A total of 343 of these patients were on immunosuppressants. NMOSD is more common in women than in men, and almost all (93.3%) of the patients in the study were female.

Symptoms first started when these patients were a median of 35 years old, and their disease duration was a median of 73 months, or just over six years. Some 56 patients (16.3%) had a coexisting autoimmune disease. An unidentified number of patients were treated with more than one therapy.

Azathioprine, given as a tablet, was used by 202 patients (58.9%) for a median of 32 months. Meanwhile, mycophenolate mofetil, sold as CellCept, was taken by 178 people (51.9%).

Rituximab — approved in the U.S. and other countries to treat certain blood cancers and some autoimmune diseases — was used by 32 patients (9.3%) for a median of 15.5 months. A monoclonal antibody, Rituxan is sold as Rituxan and other brand names.

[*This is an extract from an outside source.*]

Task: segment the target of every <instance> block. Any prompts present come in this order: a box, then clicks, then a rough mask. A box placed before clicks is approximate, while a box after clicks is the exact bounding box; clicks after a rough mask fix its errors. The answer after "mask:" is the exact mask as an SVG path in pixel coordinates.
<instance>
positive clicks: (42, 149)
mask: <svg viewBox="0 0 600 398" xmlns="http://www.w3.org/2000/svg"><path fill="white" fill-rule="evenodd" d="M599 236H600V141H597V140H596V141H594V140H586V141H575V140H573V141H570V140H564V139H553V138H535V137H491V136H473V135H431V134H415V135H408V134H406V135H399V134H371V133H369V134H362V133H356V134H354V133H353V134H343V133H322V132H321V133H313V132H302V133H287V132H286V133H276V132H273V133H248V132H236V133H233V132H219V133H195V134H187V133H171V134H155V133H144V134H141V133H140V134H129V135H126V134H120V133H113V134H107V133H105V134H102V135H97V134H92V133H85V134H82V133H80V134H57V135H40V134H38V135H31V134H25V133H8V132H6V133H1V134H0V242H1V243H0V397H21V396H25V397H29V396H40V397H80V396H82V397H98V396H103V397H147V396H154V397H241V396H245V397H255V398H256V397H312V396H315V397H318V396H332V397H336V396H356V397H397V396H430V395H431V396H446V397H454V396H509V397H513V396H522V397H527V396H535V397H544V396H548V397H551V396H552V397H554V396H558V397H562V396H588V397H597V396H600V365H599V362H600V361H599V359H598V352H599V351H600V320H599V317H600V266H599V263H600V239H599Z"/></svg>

The results showed that a longer treatment duration cut by nearly half the risk of relapse — defined as a new attack occurring more than one month after the previous one and lasting for more than one day.

The immunosuppressants reduced the risk of relapse when taken for up to five years, with a mild rebound starting from there on. The team hypothesized that this happened because patients may experience periods of “clustered” attacks spaced by periods of sparse relapses, as indicated by previous research.

For doctors, this may mean that immunosuppressants “cannot be stopped without caution because it cannot be predicted when the patient will enter the ‘clustered attack’ period in the future.”

Rituximab brought the risk of relapse down to nearly zero within three years.

Among the patients, 129 (37.6%) stopped taking their immunosuppressants after a median of 15 months, due to a variety of factors. Some decided on their own to do so, others had side effects, still others wanted to get pregnant, and some were told to do so by their doctors when they had no symptoms for more than two years.

Of these 129 individuals, 100 (77.5%) had one or more relapses a median of seven months after they stopped taking their immunosuppressants. For rituximab, this time lag was a median three months longer.

“Future studies should explore individualized strategies of rituximab maintenance treatment,” the researchers wrote, adding that its discontinuation “still needs to be cautious.”

Patients with longitudinal extensive transverse myelitis had double the risk of relapse after they stopped taking their immunosuppressants, the data showed. This condition is characterized by an inflammatory lesion of the spinal cord that extends over three or more vertebrae in the backbone.

Since longitudinal extensive transverse myelitis attacks are associated with severe disability and higher relapse risk, “these patients may need long-term high-efficiency [immunosuppressant] treatment (i.e., [rituximab]) more than others,” the researchers wrote.

Further study involving new treatments is needed, the team noted, but added that these findings “will assist physicians in developing clinical strategies and individualized treatment regimens.”